The Novartis therapy, which is under review to treat children and young adults with relapsed or refractory acute lymphoblastic leukemia, originated in the lab led by Carl June, M.D. and his team at University of Pennsylvania and Children’s Hospital of Philadelphia. LLS has supported this work for two decades with a total investment of $21 million.
Kite Pharma has been LLS’s partner since 2015 through our Therapy Acceleration Program® (TAP), a strategic initiative to partner directly with biotechnology companies to accelerate cures, now in its 10th year. Kite’s submission to the FDA is for lymphoma patients who have relapsed or are resistant to previous therapies.
The CAR-T (chimeric antigen receptor) cellular therapies under review work by taking the patient’s own immune T cells from the body and reprogramming them so they are trained to find and kill the cancer cells. Outcomes for some of the patients treated this way have been truly remarkable. Some patients, who appeared to have run out of options for treatment, are now cancer-free three or four years after treatment.
LLS has also been leading the offensive against acute myeloid leukemia (AML), one of the most deadly blood cancers for which standard care has remained relatively unchanged over more than 40 years. We’ve launched the Beat AML Master Trial taking a precision medicine approach to identify the genetic subtypes of AML so patients can receive an appropriate targeted therapy for their cancer.

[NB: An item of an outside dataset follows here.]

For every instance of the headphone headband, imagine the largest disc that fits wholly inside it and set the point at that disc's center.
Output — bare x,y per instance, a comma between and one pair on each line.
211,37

But we’ve been supporting other approaches to treat AML as well. One of these novel drugs, Vyxeos™ (formerly known as CPX-351) is a reformulation of standard therapy. It has performed well compared to standard therapy in a Phase 3 trial for older patients with secondary AML, a high-risk form of the disease. We've supported this research through our partnership with Celator Pharmaceuticals since 2009. In May 2016 Jazz Pharmaceuticals acquired Celator and this week finalized their submission to the FDA for approval.
Should any or all of these therapies attain approval, it will mark a significant achievement for LLS’s long-term commitment to supporting both basic and clinical research in our quest to accelerate the pace of drug discovery and development and bring life-saving therapies to patients faster.
LLS continues to support the next generation of this research, seeking to understand why some people respond these therapies while others don’t; whether these approaches can be applied to more cancers beyond blood cancers; and if more optimal combinations of therapies can lead to even better outcomes for more patients.
This is truly an exciting time in the field of blood cancer research and treatment!